Remember this Date: March 4, 1979
The Day We Discovered Life in the Universe
We know things move in the universe, but for all the pictures we’ve taken, we’ve never really seen the kind of animated movement only live action can offer. That all changed on March 4, 1979 when Voyager 1 flew past Io, Jupiter’s closest Galilean moon and one of the four Jovian satellites discovered by Galileo that have captivated our attention over the past four centuries. Of course, we might have discovered this six years earlier if not for a glitch. In December 1973, Pioneer 11 offered the first close-up glimpse of Io, revealing a rocky surface, a thin atmosphere and radiation belts.
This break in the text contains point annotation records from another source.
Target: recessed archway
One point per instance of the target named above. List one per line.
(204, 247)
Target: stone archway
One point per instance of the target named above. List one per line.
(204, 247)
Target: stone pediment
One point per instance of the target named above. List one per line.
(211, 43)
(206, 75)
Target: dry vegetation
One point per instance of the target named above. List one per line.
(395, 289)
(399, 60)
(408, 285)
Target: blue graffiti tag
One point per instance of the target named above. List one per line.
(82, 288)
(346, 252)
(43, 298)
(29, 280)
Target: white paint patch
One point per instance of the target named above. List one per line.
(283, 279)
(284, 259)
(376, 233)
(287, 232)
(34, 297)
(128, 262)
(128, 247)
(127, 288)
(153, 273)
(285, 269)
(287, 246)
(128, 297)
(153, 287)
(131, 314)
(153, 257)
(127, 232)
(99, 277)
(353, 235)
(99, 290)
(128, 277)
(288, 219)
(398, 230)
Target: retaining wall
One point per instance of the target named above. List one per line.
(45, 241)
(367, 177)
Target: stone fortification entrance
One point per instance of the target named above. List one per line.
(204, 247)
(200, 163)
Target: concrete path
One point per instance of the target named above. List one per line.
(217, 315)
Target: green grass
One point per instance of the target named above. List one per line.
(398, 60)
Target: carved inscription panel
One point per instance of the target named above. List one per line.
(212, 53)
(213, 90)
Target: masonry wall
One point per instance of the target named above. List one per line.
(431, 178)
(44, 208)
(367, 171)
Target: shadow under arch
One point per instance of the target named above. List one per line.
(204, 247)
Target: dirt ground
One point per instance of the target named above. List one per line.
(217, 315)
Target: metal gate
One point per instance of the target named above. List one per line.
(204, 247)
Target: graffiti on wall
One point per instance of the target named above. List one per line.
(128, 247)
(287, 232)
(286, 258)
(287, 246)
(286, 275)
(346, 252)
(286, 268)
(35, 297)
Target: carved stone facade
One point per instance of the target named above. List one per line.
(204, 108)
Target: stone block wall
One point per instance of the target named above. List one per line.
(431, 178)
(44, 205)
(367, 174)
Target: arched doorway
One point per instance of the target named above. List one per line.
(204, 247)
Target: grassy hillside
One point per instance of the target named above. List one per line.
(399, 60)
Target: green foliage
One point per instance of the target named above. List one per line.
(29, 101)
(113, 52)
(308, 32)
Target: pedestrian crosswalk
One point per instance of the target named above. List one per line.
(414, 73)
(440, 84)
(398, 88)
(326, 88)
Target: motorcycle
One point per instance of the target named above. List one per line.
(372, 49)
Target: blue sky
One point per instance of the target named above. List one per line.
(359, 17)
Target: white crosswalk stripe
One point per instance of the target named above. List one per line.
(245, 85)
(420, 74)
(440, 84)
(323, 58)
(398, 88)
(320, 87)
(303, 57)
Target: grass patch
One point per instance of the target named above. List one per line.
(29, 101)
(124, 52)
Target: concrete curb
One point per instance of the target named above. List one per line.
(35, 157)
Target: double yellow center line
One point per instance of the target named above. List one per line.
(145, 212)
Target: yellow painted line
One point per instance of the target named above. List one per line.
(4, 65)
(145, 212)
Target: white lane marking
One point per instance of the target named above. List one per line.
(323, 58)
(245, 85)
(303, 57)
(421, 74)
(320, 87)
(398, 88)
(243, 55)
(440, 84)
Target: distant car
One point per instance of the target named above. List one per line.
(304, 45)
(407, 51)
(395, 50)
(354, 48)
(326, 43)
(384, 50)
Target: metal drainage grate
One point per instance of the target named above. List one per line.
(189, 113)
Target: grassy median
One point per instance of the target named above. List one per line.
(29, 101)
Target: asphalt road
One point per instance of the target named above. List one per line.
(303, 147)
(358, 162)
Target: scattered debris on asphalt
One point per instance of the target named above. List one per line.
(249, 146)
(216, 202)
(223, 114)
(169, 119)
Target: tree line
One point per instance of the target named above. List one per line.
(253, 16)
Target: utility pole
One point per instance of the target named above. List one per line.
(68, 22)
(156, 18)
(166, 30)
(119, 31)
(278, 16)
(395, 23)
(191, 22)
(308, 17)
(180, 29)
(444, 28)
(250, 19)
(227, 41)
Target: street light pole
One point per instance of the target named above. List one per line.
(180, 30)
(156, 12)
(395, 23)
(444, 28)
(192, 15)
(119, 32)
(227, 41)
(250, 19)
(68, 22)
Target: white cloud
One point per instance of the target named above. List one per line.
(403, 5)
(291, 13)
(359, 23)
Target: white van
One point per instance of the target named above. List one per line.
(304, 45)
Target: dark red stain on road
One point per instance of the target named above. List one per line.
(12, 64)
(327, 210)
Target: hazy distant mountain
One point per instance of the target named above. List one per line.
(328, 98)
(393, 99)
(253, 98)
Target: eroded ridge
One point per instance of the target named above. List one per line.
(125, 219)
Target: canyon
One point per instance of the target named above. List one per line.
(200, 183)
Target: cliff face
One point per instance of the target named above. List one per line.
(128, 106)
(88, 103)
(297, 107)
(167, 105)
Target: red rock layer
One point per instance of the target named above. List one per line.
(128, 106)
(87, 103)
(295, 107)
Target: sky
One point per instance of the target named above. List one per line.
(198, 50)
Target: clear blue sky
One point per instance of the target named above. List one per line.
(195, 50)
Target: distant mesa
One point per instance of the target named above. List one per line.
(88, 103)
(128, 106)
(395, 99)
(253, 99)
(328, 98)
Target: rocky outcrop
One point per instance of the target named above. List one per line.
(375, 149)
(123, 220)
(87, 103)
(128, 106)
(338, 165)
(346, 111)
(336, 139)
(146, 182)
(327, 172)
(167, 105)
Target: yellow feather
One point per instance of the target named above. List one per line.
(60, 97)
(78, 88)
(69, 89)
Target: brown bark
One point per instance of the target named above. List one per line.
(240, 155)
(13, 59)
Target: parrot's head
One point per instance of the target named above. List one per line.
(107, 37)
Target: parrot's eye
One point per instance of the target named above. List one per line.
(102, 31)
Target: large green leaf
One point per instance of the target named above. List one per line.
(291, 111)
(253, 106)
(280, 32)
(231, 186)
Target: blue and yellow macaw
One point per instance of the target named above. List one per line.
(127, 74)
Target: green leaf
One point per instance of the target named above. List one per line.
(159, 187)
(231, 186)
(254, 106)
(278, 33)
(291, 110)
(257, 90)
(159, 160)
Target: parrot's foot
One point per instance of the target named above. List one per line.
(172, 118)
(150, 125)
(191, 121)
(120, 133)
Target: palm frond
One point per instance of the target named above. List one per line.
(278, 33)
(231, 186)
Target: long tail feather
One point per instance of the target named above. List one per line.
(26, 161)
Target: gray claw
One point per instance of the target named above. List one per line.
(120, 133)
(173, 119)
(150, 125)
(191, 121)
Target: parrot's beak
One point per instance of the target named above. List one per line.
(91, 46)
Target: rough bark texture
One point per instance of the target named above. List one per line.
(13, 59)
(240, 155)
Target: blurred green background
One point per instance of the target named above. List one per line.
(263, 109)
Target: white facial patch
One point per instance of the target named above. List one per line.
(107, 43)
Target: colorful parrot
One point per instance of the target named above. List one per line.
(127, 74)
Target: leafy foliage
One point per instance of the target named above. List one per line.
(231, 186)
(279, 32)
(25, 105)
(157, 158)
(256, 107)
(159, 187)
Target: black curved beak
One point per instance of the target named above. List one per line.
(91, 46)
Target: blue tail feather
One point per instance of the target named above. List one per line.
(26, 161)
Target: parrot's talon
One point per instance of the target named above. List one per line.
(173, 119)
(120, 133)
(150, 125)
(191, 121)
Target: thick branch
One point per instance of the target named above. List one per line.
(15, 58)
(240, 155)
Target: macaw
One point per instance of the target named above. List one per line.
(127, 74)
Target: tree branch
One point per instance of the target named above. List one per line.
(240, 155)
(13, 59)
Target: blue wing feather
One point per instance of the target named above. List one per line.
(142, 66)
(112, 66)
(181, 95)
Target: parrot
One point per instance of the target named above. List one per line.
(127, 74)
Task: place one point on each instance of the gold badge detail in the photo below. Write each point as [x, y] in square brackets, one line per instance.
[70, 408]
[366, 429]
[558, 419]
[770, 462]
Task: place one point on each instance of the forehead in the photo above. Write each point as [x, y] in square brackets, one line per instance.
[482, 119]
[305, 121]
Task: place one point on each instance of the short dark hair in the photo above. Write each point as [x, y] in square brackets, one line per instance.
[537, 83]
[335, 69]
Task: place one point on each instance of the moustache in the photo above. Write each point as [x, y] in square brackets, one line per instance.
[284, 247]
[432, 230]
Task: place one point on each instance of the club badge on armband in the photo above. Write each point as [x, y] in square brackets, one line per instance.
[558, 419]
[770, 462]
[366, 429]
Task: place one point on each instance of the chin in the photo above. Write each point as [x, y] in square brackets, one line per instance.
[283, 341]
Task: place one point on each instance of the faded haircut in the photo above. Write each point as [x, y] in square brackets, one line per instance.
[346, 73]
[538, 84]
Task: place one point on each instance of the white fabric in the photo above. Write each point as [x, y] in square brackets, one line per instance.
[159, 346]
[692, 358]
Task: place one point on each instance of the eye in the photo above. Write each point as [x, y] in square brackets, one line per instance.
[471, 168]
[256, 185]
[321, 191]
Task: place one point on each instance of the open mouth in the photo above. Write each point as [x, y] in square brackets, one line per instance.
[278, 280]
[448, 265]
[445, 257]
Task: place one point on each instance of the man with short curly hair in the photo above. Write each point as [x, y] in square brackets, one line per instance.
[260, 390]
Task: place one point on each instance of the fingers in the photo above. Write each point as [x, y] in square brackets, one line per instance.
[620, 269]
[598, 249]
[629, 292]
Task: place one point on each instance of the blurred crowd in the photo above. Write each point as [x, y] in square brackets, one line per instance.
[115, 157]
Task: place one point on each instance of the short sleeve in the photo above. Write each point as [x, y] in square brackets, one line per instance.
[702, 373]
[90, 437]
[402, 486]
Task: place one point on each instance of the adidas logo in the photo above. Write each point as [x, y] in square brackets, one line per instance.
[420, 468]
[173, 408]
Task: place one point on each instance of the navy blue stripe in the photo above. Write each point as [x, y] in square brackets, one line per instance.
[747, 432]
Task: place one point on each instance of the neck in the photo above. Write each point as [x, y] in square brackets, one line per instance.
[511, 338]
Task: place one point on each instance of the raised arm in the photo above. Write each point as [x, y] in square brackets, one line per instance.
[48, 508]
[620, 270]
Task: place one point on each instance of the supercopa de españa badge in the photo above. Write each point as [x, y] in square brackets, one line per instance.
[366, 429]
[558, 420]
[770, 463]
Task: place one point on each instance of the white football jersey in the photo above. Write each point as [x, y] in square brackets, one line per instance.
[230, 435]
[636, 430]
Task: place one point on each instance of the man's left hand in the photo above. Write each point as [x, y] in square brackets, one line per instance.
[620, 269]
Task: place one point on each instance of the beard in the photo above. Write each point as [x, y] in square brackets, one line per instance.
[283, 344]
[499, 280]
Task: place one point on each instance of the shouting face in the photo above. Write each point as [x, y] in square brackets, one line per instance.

Unfortunately, according to the NASA Publication Pioneer Odyssey, of the thousands of commands sent to Pioneer 10 during the 24 days of its Jupiter encounter, only one was lost due to those radiation belts – the one including the close-up pictures of Io.
According the NASA release associated with the above image, the picture, a special color reconstruction, shows one of the erupting volcanoes on Io discovered by Voyager 1 during its encounter with Jupiter on March 4 at about 5:00 p.m. The spacecraft sat a mere 310,000 miles away as it captured the 60 mile high plume, representing the first evidence of an active extraterrestrial volcano. NASA explains the “method of color analysis allows scientists to combine data from four pictures, taken in ultraviolet, blue, green and orange light. In this picture one can see the strong change in color of the erupting plume. The region that is brighter in ultraviolet light (blue in this image) is much more extensive than the denser, bright yellow region near the center of the eruption. Scientists will use data of this type to study the amount of gas and dust in the eruption and the size of dust particles. Preliminary analysis suggests that the bright ultraviolet part of the cloud may be due to scattered light from very fine particles (the same effect which makes smoke appear bluish).”
Astronomers believe tidal heating induced as Io orbits Jupiter causes Io’s volcanic activity. Spewing sodium and sulfur into its thin air, the volcanic eruptions are even now shaping the Io’s surface. Voyagers 1 and 2 discovered seven erupting volcanoes on the moon’s dazzling red-orange surface. Unlike their Earthly counterparts, rather than expelling 2,000° F molten lava, these volcanoes eject molten sulfur at only a few hundred degrees.
Io – and its active volcanoes in particular – remains one of the biggest surprises of mankind’s initial decades of space exploration.